The infrastructure already exists:

  1. A bidirectional pipe to the remote host is already established. The desktop app deploys ccd-cli to ~/.claude/remote/ccd-cli/<version> on the remote and streams JSON over stdio. That's the hard part — it's done.
  2. File I/O over that pipe already works — the File pane reads/writes remote files fine. This proves the transport layer is not the limitation.
  3. Arbitrary shell execution already works — Claude runs bash commands on the remote via tool calls. A Terminal pane is essentially bash -i over the same pipe exposed via an xterm.js-style frontend. No new protocol required.
  4. Preview via port forwarding is a standard SSH feature that IDEs like VS Code Remote-SSH already negotiate automatically.
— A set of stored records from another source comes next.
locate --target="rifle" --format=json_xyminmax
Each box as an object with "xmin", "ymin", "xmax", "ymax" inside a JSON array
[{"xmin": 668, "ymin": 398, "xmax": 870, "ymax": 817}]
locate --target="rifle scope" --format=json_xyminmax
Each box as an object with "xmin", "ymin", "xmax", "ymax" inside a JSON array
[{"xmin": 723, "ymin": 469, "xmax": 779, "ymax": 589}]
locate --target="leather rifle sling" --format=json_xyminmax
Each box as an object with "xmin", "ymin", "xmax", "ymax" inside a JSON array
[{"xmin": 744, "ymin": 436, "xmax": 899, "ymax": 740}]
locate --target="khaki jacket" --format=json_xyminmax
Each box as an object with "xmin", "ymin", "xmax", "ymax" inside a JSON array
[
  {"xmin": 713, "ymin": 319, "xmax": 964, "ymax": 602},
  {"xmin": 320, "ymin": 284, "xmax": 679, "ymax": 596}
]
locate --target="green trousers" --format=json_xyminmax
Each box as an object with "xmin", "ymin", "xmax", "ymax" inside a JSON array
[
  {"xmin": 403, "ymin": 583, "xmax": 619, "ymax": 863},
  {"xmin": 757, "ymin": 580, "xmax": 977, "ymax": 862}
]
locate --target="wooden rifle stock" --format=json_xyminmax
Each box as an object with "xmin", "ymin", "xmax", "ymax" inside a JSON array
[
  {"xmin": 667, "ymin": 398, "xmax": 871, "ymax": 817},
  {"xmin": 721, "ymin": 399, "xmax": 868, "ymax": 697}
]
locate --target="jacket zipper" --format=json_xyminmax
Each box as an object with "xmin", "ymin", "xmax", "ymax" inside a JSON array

The Terminal pane in an SSH session is primarily a UI-wiring task, not a systems-level undertaking.

Alternative Solutions

  • Keep an external terminal emulator open manually. Works, but this is exactly the context-switch the redesign eliminated for local users. The terminal's working directory and environment also drift from Claude's session over time.
  • Use tmux/mosh in a separate window. Same problem plus extra setup burden. Does not integrate with the session's diff/file/plan panes.
  • Run the desktop app on the remote via X-forwarding/VNC. Not practical — the remote is often headless, and the desktop app is not available for all Linux distributions.

Priority

Critical - Blocking my work

Feature Category

Other

Use Case Example

  1. Connect to a remote dev server via SSH session in Claude Code Desktop
  2. Ask Claude to implement a feature — it edits files on the remote host
  3. Want to run pytest or cargo test to verify the change
  4. Current experience: Must alt-tab to a separate terminal, manually cd to the project directory, re-export environment variables, run the test, come back to Claude
  5. Working directory and shell environment gradually drift from Claude's session as the conversation progresses
  6. With integrated Terminal pane: The full edit → test → iterate loop happens in one window, same as local sessions today

Additional Context

Environment

  • Claude Desktop: v1.2773.0 (884b37), 2026-04-15
  • Host OS: macOS
  • Remote: Linux (ccd-cli 2.1.101)
  • Plan: Max

Screenshots — pane menu comparison

SSH session (3 panes):

(see attached: ssh-panes.png)

Local session (5 panes):

(see attached: local-panes.png)

Related issues

  • #26694 — SSH remote host: macOS/darwin support
  • #15208 — SSH connector for Claude Code Web
  • #37345 — CLI-as-remote-control-client
  • #46845 — SSH first-run ccd-cli crash

These all point to the same theme: the SSH workflow matters to a meaningful slice of users and is currently a second-class citizen in the desktop app.

extent analysis

TL;DR

Exposing the Terminal and Preview panes in SSH sessions can be achieved by leveraging the existing bidirectional pipe to the remote host and implementing UI-wiring tasks.

Guidance

  • The existing infrastructure, including the bidirectional pipe and file I/O, can be utilized to support the Terminal pane in SSH sessions.
  • Implementing the Terminal pane can be done by spawning bash -i (or the user's login shell) on the remote host, inheriting the session's working directory and environment.
  • The Preview pane can be exposed in SSH sessions via automatic local port forwarding, similar to VS Code Remote-SSH.
  • To verify the implementation, test the Terminal and Preview panes in an SSH session to ensure they function as expected and integrate with the session's diff/file/plan panes.

Example

No code snippet is provided as the issue does not require a specific code example, but rather a high-level understanding of the required changes.

Notes

The implementation of the Terminal and Preview panes in SSH sessions may require additional considerations, such as handling errors, implementing security measures, and ensuring compatibility with different remote hosts and environments.

Recommendation

Apply a workaround by using an external terminal emulator or tmux/mosh in a separate window until the Terminal and Preview panes are officially supported in SSH sessions. However, the recommended long-term solution is to implement the proposed changes to bring SSH sessions to feature parity with local sessions.